Vietnam War massacre survivors making their first visit to South Korea

Posted on : 2015-03-30 16:29 KST Modified on : 2019-10-19 20:29 KST
Survivors of atrocities in South Korean troop regions to tell their stories of lifelong trauma
Nguyen Thi Thanh
Nguyen Thi Thanh

Two survivors of civilian massacres in South Korean troop regions during the Vietnam War are coming to South Korea.

The visit was announced on Mar. 28 by the Peace Museum, a foundation chaired by Lee Hae-dong.

“For the 70th anniversary of South Korean independence and the 40th anniversary of the end of the Vietnam War, we have invited the war victims Nguyen Tan Lan, 64, and Nguyen Thi Thanh, 55, and Ho Chi Minh City War Remnants Museum director Huynh Ngoc Van, 53, to attend the Lee Jae-gap photography exhibition ‘One War, Two Memories,’ which begins on Apr. 7,” the museum explained in a press release.

The visitors are scheduled to arrive at Incheon International Airport on Apr. 4. After a visit to the Sharing House Museum of Sexual Slavery by the Japanese Military in Gwangju, Gyeonggi Province, on their first day, they are to spend the week visiting the National Assembly and attending invitational round table discussions in Seoul, Busan, and Daegu.

The visit would be the first to South Korea by survivors of civilian massacres in regions where the country’s troops were stationed during the Vietnam War. It comes 50 years after the South Korean military sent its first combat troops to Vietnam in October 1965, and 40 years after the war ended with South Vietnam’s defeat and the fall of Saigon on Apr. 30, 1975.

Nguyen Tan Lan is visiting from An Binh in Tay Vinh (formerly Binh An), a village in Binh Dinh Province near the “Tiger” division (now known as the Capital Mechanized Infantry Div.) site where 65 residents were killed on Feb. 15, 1966. Nguyen Thi Thanh’s village in the Phong Nhi/Phong Nhat area of Dien Ban District, Quangnam Province, was located near the “Blue Dragon” division (now known as the Second Marine Div.) site where 74 people were killed on Feb. 12, 1968.

Nguyen Tan Lan lost a mother and younger sister during a search of houses by Tiger division members and suffered grenade fragment wounds in his lower body that have caused lifelong pain. In 2003, he underwent surgery to remove the fragments with the help of Medics for Vietnam and Peace, a South Korean medical care group.

Nguyen Thi Thanh lost five family members when her mother, older sister, younger brother, aunt, and cousin were killed by Blue Dragon division members in her village. Her older brother was maimed, while Nguyen herself suffered a severe gunshot wound to her abdomen that left her entrails protruding from her body - an injury that required a year of hospital treatment.

In a statement prepared in advance of the visit, the two lifelong victims of painful memories and trauma said the “sounds of the massacre live on in our minds, the memories of the brutal massacre and the tortured screaming.”

“We hope that our visit will result in a deep discussion of the Vietnam War in South Korea,” they added.
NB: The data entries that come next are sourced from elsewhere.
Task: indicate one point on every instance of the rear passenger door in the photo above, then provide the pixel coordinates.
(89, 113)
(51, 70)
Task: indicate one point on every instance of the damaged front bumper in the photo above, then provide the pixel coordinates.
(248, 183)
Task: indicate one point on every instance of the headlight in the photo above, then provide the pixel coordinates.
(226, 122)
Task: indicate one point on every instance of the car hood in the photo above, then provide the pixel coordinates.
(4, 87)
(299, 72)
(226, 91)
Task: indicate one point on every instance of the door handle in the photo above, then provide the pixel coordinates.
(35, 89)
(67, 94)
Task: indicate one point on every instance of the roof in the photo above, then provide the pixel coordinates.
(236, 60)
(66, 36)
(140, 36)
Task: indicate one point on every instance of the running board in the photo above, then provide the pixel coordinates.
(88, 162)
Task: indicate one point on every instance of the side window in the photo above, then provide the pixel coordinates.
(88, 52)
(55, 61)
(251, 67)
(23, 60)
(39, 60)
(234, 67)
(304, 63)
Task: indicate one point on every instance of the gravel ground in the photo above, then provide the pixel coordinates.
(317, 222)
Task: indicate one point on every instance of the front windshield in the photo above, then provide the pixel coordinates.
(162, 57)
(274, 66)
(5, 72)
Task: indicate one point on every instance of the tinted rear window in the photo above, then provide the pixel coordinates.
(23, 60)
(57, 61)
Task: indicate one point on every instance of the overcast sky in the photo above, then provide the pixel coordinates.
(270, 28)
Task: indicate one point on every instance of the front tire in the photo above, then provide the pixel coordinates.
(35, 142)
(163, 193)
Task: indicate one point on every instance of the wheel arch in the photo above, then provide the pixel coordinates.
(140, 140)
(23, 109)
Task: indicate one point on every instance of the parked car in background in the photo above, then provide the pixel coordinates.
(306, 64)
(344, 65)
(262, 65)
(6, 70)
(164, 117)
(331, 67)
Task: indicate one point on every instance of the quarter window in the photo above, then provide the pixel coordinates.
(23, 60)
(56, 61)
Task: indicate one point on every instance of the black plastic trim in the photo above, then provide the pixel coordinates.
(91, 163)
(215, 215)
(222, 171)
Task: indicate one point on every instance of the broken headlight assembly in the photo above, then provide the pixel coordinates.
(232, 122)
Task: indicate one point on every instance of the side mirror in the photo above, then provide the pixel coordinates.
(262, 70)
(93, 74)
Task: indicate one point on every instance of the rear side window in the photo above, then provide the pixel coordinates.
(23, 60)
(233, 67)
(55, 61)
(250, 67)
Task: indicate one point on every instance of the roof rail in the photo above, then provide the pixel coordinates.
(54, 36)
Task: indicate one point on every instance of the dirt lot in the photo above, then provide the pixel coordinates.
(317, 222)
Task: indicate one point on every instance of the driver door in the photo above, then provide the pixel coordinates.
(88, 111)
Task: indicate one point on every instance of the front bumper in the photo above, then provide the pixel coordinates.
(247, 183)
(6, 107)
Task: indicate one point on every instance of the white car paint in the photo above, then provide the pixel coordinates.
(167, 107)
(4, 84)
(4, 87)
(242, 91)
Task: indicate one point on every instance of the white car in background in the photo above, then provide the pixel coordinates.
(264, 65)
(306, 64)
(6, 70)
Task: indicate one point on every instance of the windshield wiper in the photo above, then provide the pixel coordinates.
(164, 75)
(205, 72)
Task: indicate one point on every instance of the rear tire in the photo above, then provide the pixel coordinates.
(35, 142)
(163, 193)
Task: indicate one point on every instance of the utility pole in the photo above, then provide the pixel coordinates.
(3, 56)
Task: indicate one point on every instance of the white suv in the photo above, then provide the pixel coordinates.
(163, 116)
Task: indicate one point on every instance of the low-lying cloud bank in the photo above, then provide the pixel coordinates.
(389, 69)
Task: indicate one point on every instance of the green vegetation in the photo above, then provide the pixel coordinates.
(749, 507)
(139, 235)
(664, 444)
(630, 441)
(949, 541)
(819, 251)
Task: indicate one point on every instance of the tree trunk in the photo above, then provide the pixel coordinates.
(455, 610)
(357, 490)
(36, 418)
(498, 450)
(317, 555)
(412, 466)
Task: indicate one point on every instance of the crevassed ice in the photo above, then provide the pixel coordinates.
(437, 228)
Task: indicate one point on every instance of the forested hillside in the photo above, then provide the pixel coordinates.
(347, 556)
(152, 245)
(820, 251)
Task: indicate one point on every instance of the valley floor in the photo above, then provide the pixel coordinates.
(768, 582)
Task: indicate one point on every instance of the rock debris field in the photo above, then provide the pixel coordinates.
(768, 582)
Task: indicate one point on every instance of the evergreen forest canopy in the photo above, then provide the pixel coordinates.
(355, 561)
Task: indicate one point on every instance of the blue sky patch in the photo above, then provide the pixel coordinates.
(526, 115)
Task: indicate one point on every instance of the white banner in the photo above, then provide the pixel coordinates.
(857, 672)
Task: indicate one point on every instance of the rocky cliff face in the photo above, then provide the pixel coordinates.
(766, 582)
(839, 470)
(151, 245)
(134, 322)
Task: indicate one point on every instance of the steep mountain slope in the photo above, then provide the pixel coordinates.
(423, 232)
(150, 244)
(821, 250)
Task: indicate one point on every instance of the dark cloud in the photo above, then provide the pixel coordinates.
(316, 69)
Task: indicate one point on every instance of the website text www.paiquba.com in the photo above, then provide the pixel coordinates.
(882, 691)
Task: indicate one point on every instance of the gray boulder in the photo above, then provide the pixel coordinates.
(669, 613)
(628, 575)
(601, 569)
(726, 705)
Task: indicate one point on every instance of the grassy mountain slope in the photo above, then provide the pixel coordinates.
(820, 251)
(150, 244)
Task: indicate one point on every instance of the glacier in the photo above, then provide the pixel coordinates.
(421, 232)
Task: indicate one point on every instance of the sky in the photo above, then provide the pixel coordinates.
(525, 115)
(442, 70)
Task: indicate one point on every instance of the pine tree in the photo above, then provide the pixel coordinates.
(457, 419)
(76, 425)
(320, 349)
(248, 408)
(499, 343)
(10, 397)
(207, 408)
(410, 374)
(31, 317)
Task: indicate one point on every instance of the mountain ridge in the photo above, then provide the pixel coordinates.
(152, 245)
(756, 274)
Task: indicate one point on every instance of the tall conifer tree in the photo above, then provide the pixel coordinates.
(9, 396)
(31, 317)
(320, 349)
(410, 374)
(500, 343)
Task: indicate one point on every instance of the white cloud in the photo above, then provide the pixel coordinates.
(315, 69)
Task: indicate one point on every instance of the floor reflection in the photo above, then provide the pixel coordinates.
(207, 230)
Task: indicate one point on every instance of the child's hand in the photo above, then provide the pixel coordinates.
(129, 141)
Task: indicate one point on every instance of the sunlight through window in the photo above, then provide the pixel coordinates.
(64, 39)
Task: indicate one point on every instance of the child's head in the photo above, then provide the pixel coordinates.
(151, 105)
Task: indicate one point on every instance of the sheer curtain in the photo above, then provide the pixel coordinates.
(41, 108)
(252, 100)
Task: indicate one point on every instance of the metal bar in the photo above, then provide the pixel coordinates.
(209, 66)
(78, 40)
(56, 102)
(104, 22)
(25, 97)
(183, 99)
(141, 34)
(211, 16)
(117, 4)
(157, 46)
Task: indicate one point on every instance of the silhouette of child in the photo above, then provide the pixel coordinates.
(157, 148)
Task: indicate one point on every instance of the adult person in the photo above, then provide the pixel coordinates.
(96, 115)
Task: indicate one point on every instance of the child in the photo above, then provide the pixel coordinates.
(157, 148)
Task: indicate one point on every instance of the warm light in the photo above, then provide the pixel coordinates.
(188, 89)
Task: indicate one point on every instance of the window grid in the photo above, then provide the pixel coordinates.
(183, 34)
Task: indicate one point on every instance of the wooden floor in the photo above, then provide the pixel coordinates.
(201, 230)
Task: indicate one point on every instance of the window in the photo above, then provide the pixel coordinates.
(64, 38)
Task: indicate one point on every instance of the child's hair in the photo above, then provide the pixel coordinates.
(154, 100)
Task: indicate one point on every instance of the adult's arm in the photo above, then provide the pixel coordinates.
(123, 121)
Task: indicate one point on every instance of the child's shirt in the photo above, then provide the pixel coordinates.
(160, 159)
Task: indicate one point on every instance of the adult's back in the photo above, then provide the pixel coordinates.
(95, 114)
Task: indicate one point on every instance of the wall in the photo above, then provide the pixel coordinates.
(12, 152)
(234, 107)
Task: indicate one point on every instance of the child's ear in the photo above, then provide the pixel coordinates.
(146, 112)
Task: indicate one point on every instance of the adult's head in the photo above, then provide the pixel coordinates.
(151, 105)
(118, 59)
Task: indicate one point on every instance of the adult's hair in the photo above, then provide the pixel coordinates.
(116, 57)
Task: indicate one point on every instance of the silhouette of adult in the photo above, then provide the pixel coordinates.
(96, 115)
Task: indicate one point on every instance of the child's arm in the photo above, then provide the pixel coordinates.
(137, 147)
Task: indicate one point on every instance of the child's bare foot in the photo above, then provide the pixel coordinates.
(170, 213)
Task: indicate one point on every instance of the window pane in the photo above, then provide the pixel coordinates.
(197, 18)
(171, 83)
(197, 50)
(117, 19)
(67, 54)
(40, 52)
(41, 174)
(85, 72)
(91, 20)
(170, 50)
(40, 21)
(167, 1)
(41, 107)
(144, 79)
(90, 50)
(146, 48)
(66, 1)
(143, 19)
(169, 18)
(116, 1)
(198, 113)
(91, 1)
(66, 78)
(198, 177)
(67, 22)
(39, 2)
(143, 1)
War Remnants Museum director Huynh Ngoc Van, who is accompanying them on their visit, plans to visit the National Assembly on the afternoon of Apr. 6 before delivering a speech titled “South Korea-Vietnam goodwill forty years after the war” at the parliament’s press center.

Secretary-general Seok Mi-hwa of the Peace Museum, which planned the invitation, said the first visit by survivors of massacres by South Korean troops during the Vietnam War “was intended as a way for civil society to shed new light on the painful memories between the two countries forty years after the war.”

“It‘s comparable to the first Tokyo visit by comfort women survivors in 1992,” Seok added.

A total of 320,000 South Korean troops were sent to Vietnam during the war years of 1965 to 1973. Previously, only the killing of 50,000 enemy troops, including North Vietnamese soldiers and guerrillas with the National Liberation Front (Viet Cong), was reported, along with 5,000 deaths on the South Korean side.

The figures have since become the topic of questions and controversy, with allegations of over 9,000 deaths in civilian massacres since the current affairs weekly Hankyoreh 21 first printed a Sept. 1999 interview with victims from five central Vietnamese provinces where South Korean troops operated.

A Hankyoreh 21 investigation and 1980s figures from the Vietnamese politburo’s war crimes investigation commission calculated the number of civilians killed by the Tiger division near Nguyen Tan Lan’s home village of Tay Vinh at 1,004 between January and February 1966, with another 357 killed by the Blue Dragon division in Nguyen Thi Thanh’s home district of Dien Ban between January and February 1968.